O dia que minha filha me deu um tapa na cara

vulvamtilliandum
2 min readNov 19, 2022

--

Há alguns meses, a Lucia me deu um tapão na cara. E você, provavelmente, vai dar razão a ela.

Eu já vinha sentindo um desconforto crescente com o tempo dela de TV, mas não tinha parado para elaborar bem como enfrentar o problema.

Interromper as sessões, muitas vezes, dependia de outros eventos (refeições, banho, escola, saídas, sono, chegada de visitas) e não, necessariamente, da minha vontade consciente.

Ver a má influência da TV sobre os gostos e o comportamento da minha filha, às vezes, era desesperador para mim. Minha vontade era que não tivesse mais TV em casa, um desejo que volta e meia vinha à tona.

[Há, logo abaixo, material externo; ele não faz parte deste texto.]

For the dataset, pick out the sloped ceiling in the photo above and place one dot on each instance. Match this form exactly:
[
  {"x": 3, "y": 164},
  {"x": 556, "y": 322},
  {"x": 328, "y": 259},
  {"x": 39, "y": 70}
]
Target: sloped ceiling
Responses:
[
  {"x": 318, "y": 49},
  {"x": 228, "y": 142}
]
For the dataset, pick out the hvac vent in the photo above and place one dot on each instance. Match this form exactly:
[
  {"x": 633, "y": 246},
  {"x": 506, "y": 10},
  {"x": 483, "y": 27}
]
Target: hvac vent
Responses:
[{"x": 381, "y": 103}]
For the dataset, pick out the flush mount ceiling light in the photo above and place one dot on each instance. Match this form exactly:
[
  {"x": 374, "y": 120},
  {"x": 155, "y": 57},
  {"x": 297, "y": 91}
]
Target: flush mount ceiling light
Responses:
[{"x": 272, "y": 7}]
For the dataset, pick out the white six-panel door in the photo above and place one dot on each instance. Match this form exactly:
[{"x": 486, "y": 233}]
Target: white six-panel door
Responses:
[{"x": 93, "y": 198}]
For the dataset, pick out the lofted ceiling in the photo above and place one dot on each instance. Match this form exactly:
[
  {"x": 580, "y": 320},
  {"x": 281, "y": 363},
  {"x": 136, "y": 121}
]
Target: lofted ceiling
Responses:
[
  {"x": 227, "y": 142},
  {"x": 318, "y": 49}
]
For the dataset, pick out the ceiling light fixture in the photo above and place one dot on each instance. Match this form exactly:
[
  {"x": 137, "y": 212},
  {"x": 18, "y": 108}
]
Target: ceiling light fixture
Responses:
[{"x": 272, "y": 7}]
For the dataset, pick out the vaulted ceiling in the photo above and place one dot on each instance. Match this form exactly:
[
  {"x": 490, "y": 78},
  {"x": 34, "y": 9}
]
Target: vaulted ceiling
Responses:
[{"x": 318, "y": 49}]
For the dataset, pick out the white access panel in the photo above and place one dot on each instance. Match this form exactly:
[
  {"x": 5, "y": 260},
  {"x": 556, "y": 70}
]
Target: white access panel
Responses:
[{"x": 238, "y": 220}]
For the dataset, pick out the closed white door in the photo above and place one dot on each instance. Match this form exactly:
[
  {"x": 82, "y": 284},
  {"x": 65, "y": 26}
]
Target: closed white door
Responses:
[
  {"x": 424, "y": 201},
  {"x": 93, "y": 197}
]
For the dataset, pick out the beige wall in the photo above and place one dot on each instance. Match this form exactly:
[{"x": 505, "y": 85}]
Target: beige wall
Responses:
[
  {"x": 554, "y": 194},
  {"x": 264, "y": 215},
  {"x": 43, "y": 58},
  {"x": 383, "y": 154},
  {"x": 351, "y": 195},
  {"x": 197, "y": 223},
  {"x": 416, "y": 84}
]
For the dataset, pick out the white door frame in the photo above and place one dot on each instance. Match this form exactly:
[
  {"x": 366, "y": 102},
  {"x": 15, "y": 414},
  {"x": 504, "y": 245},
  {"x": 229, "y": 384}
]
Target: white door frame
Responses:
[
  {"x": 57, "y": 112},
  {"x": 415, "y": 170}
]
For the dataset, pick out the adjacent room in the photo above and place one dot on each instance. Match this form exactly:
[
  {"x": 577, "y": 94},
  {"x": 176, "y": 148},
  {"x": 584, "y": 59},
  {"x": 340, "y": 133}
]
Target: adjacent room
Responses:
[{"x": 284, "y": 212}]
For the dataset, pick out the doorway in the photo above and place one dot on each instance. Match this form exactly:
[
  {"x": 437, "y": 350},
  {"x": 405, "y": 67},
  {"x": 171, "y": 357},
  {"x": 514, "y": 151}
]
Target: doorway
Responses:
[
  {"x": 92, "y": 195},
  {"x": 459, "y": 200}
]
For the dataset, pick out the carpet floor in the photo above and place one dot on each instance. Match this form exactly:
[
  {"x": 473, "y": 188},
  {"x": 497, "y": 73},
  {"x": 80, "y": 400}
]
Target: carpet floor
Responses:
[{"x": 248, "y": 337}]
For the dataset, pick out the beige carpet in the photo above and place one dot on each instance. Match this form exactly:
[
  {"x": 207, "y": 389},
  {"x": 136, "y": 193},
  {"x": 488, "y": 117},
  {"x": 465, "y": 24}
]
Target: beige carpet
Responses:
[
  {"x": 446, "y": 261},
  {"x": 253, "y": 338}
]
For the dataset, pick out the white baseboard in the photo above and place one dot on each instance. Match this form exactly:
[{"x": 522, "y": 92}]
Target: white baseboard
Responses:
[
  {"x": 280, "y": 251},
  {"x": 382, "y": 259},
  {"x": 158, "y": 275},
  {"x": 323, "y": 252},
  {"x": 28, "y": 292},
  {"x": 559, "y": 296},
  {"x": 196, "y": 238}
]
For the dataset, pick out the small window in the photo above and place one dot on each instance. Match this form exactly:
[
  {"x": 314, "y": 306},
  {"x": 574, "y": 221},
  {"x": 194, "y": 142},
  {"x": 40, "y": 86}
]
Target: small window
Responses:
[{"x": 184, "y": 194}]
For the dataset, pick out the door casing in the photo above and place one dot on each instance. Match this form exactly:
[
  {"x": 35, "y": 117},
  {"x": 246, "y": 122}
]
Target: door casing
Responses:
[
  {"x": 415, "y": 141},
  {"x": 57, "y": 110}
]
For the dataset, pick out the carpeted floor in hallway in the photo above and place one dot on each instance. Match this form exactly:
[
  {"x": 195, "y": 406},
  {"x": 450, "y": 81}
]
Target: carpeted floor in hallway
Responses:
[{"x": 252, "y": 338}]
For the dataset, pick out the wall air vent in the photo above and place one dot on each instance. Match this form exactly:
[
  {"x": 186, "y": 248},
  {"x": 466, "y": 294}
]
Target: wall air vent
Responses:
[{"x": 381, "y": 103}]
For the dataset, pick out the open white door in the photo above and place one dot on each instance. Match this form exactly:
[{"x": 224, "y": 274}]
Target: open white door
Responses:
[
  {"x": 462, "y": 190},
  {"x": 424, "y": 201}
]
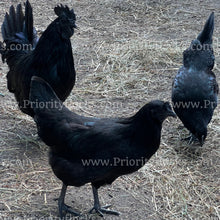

Então, um belo dia, eu ansiosa e culpada, decidi que naquele dia ela já tinha excedido o tempo de TV e pedi para ela desligar o aparelho. Ela, naturalmente, resistiu. Primeiro ignorou, depois pediu mais tempo, e depois de conceder o tempo adicional, ela ainda se recusava a desligar a TV. Eu, já irritada, tive um impulso: esbravejei que ia doar a TV e que não teríamos nenhuma em casa.

Lucia, no mesmíssimo momento, vira e me dá um tapão na cara e fica esperando minha reação, ofegante, com os olhos marejados.

A imagem dela olhando para mim com os olhos cheios d’água, o corpinho todo em estado de alerta, ficou gravada para sempre na minha memória.

O meu olhar era de surpresa.

Ficamos alguns segundos olhando uma para a outra.

Eu, enfim, relaxei minha expressão facial e entendi que ela estava se defendendo, que foi grave o que eu fiz. A TV é viciante. Os desenhos são feitos para viciarem mesmo. E eu, num primeiro momento, era a responsável pela coisa chegar onde chegou. Como eu podia ameaçar tirar a TV, assim, abruptamente, da vida da minha filha?

Minha filha nunca foi de bater e xingar. Não usamos violência física e verbal em nossa família. A principal expressão de raiva dela é o choro, choro alto, forte, incontido. Vê-la me dar um tapa no rosto, eu, uma mulher adulta, sua principal referência feminina, e uma das principais pessoas de quem ela depende para viver, como reação firme à injustiça que sofreu de mim, me fez ficar secretamente feliz. Ela me me deu uma mensagem contundente. E eu consegui ler.

Relaxada a minha expressão de surpresa, ofereci um abraço e ela aceitou. Eu pedi desculpas e disse que não ia doar a TV. Ela liberou o choro e ficamos um tempo assim, abraçadas. Quando ela se acalmou, eu expliquei que a TV em excesso não era saudável, pois afetava de uma maneira ruim a nossa mente, a parte que comanda todo o corpo. Propus que estabelecêssemos uma quantidade diária de TV e que eu marcaria no relógio para ela saber. Ela concordou. Temos feito isso desde então e hoje, interromper as sessões de TV tem sido muito mais fácil.

Nunca mais ela sentiu necessidade de usar a linguagem da violência física para se comunicar comigo.